23 Eylül’de son itirafını yaptı ve Fransisken yeminlerini tazeledi. Sabahın erken saatlerinde San Giovanni Rotondo’daki hücresinde öldü. Son sözleri Gesu, Maria (İsa, Meryem) idi.

Padre Pio, 25 Eylül’de Our Lady of Grace Kilisesi’nde 100.000’den fazla kişinin katıldığı bir anma törenine gömüldü. Our Lady of Grace Kilisesi, şu anda dünyadaki en büyük Hıristiyan hac yerlerinden biridir.

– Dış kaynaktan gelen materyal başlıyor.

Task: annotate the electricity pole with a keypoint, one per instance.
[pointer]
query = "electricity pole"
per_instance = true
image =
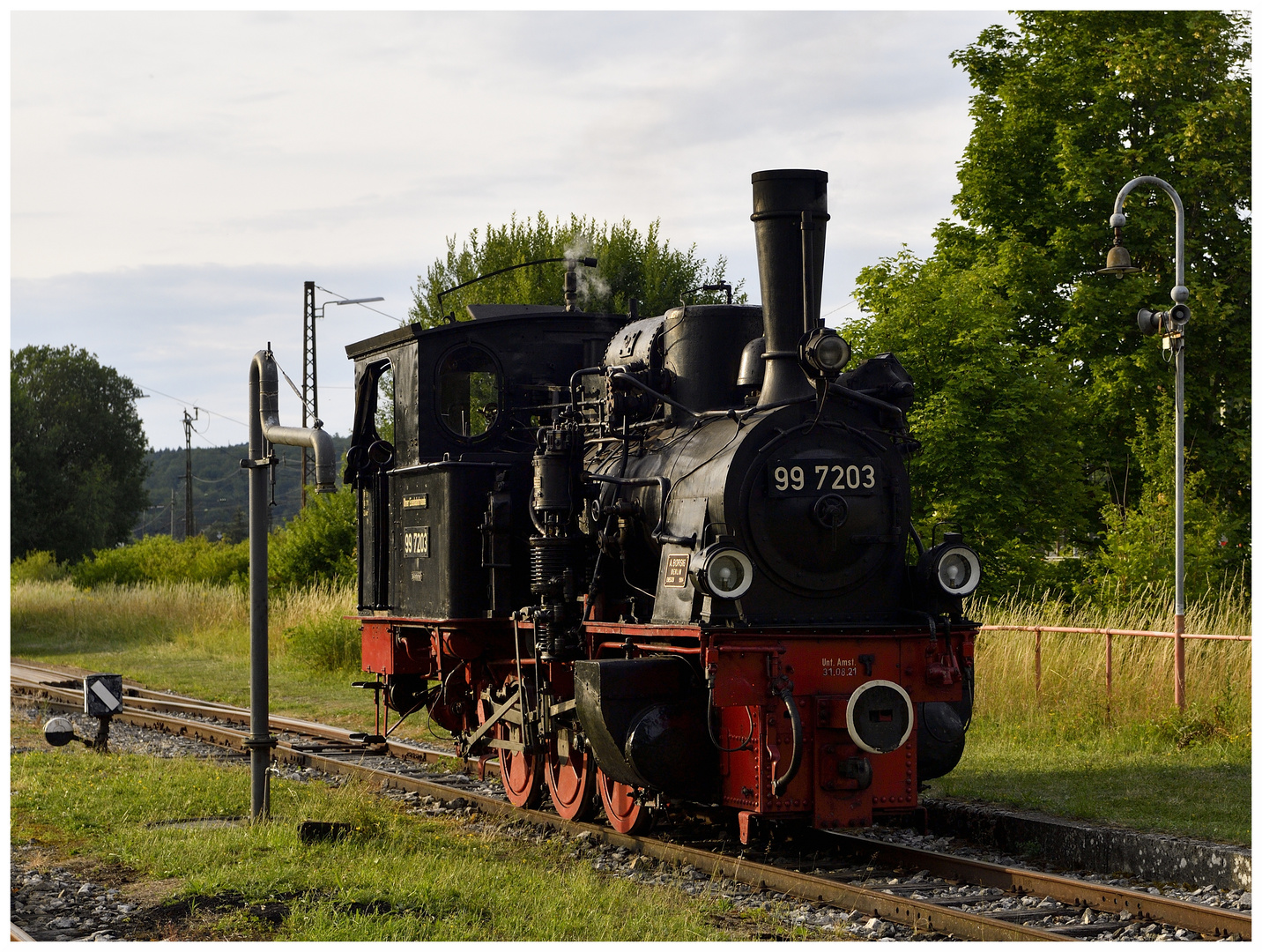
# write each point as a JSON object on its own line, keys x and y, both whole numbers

Genç bir Papa John Paul II’nin (o zamanlar Peder Karol Wojtyla) itiraf için 1947’de Padre Pio’yu ziyaret ettiği söylenir. Kardinal Stickley, Wojtyla’nın Padre Pio’nun bir gün “Kilisedeki en yüksek makama yükseleceğini tahmin ettiğini, ancak daha fazla onaya ihtiyaç duyulduğunu” bildirdiğini söylüyor.

Ölümünden sonra popülaritesi arttı. (Hayattayken, “Ölümümden sonra daha fazlasını yapacağım. Asıl görevim ölümümden sonra başlayacak” demişti.) Dünya çapında tahminen 3 milyon Padre Pio dua grubu üyesi var. Papa John Paul II, Padre Pio’yu 16 Haziran 2002’de aziz ilan etti.